Come sta il Papa? La caduta accidentale avvenuta nella notte tra giovedì e venerdì nello chalet di Introd dov’era arrivato da tre giorni per fare un po’ di vacanza, ha rilanciato la domanda sullo stato di salute di Benedetto XVI.
Il quadro clinico generale è buono per un uomo di ottantadue anni, che nell’aprile 2005, quando ne aveva appena compiuti 78 e da tempo sperava di ritirarsi in pensione, è stato eletto con un conclave durato un giorno quale successore di Giovanni Paolo II. Abituato a fare una vita dai ritmi molto controllati e metodici, e a stare per lunghe ore dietro la scrivania, compulsando gli amati libri o studiando le pratiche dottrinali più delicate, Joseph Ratzinger si è trovato catapultato sulla scena mondiale e si è dovuto adattare a nuovi ritmi e a nuove abitudini: viaggi intercontinentali con un’agenda densa di impegni, udienze private e pubbliche, incontri con le folle, lunghi e talvolta faticosi riti da presiedere in mondovisione. Sapendo su quali forze poteva contare, Benedetto XVI ha cercato di dosarle al meglio. Il Papa soffre il caldo, si affatica abbastanza facilmente, ha bisogno di un adeguato riposo pomeridiano, non sempre possibile quando si trova all’estero.

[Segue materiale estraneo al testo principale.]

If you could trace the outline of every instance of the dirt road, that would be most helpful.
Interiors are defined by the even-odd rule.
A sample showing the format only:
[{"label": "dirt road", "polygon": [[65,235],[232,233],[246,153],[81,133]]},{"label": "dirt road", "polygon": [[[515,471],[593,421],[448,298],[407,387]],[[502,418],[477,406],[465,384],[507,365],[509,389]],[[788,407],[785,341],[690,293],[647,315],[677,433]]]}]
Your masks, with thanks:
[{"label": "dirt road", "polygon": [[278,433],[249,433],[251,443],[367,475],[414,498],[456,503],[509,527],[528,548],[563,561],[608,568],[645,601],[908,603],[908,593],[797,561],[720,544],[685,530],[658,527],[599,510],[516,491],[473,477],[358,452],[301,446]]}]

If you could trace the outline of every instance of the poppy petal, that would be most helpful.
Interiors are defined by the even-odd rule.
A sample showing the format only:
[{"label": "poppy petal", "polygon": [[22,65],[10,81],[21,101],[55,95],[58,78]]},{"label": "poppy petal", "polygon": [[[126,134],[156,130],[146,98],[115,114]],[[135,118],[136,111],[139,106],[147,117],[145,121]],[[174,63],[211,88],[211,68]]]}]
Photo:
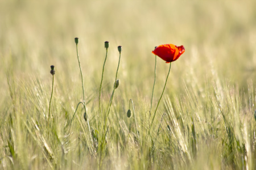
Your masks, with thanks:
[{"label": "poppy petal", "polygon": [[177,46],[169,44],[158,46],[152,53],[169,63],[178,59],[184,52],[183,45]]}]

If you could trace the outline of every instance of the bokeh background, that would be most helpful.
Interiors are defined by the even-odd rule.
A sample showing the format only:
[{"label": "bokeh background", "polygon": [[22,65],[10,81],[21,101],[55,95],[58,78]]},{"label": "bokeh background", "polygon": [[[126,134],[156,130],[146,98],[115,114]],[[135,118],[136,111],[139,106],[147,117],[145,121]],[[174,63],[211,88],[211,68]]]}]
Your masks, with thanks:
[{"label": "bokeh background", "polygon": [[[204,78],[214,68],[222,78],[243,86],[255,78],[255,3],[254,1],[1,1],[1,73],[11,56],[17,77],[32,74],[46,78],[49,66],[55,65],[58,76],[65,77],[67,81],[76,78],[75,75],[79,75],[75,74],[77,66],[73,39],[78,37],[86,79],[100,80],[105,41],[110,43],[108,70],[114,72],[115,67],[112,66],[117,65],[117,48],[122,45],[119,76],[126,79],[127,76],[127,80],[134,83],[138,78],[144,83],[151,82],[155,61],[151,52],[155,46],[172,43],[183,45],[186,49],[173,65],[174,83],[186,80],[186,74]],[[160,60],[159,64],[160,76],[165,73],[162,69],[168,69],[168,66]]]},{"label": "bokeh background", "polygon": [[[21,110],[19,113],[26,115],[24,120],[47,113],[52,65],[56,70],[53,110],[71,117],[82,96],[76,37],[79,38],[88,112],[94,113],[92,124],[96,121],[93,114],[98,109],[105,41],[110,46],[102,100],[107,103],[111,94],[119,58],[117,46],[121,45],[118,76],[121,86],[116,92],[120,100],[114,102],[123,110],[130,99],[138,110],[143,108],[141,113],[150,107],[155,66],[151,51],[160,44],[183,45],[185,48],[172,64],[165,92],[172,101],[177,96],[182,100],[179,96],[192,92],[203,103],[204,97],[212,92],[208,88],[226,87],[242,95],[242,105],[249,100],[250,90],[255,88],[256,1],[0,0],[0,114],[4,118],[0,129],[15,105]],[[157,58],[154,107],[168,68],[168,64]],[[15,100],[12,92],[17,94]],[[247,113],[255,110],[250,104]],[[157,117],[159,121],[160,114]],[[1,146],[6,146],[3,139]],[[27,138],[23,139],[20,146],[26,143]],[[40,153],[38,148],[35,150]],[[24,152],[23,155],[32,157],[29,151]],[[8,151],[3,149],[1,152],[5,156]],[[37,161],[35,167],[41,165]]]}]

Ratzinger non ha malattie invalidanti e non segue diete particolari, ma prende abitualmente medicine per la circolazione, viene sottoposto con regolarità a esami del sangue e tiene sotto controllo soprattutto il cuore. Diciassette anni fa, quando era ancora cardinale e prefetto della Congregazione per la dottrina della fede, cadde battendo la testa nel bagno della sua stanza mentre si trovava in vacanza nel seminario di Bressanone. Rimase in ospedale un paio di giorni, in osservazione, e gli venne diagnosticato un leggero attacco ischemico. Da allora la sua salute è stata sostanzialmente buona.
Il Papa cammina senza difficoltà, sale e scende le scale, è ancora piuttosto agile nonostante l’età, come dimostra ad esempio la rapidità con cui si prostra al suolo il Venerdì Santo durante la liturgia dell’adorazione della croce e la prontezza di riflessi con cui mette le mani avanti quando inciampa, come è avvenuto già diverse volte, l’ultima sotto l’occhio delle telecamere in occasione della visita ai terremotati dell’Aquila. Proprio il ripetersi di questi casi ha fatto sospettare qualcuno che dietro tali piccoli incidenti vi possano essere malori o perdite d’equilibrio dovute a problemi circolatori. In realtà la ragione principale va ricercata nel fatto che Ratzinger ci vede poco dall’occhio sinistro, e questo gli ha provocato qualche problema in presenza di gradini, specie se ricoperti di panno di colore uniforme, come avviene durante le cerimonie, quando il Pontefice indossa paramenti che lo impacciano nei movimenti e possono più facilmente farlo inciampare mentre sale o scende gli scalini.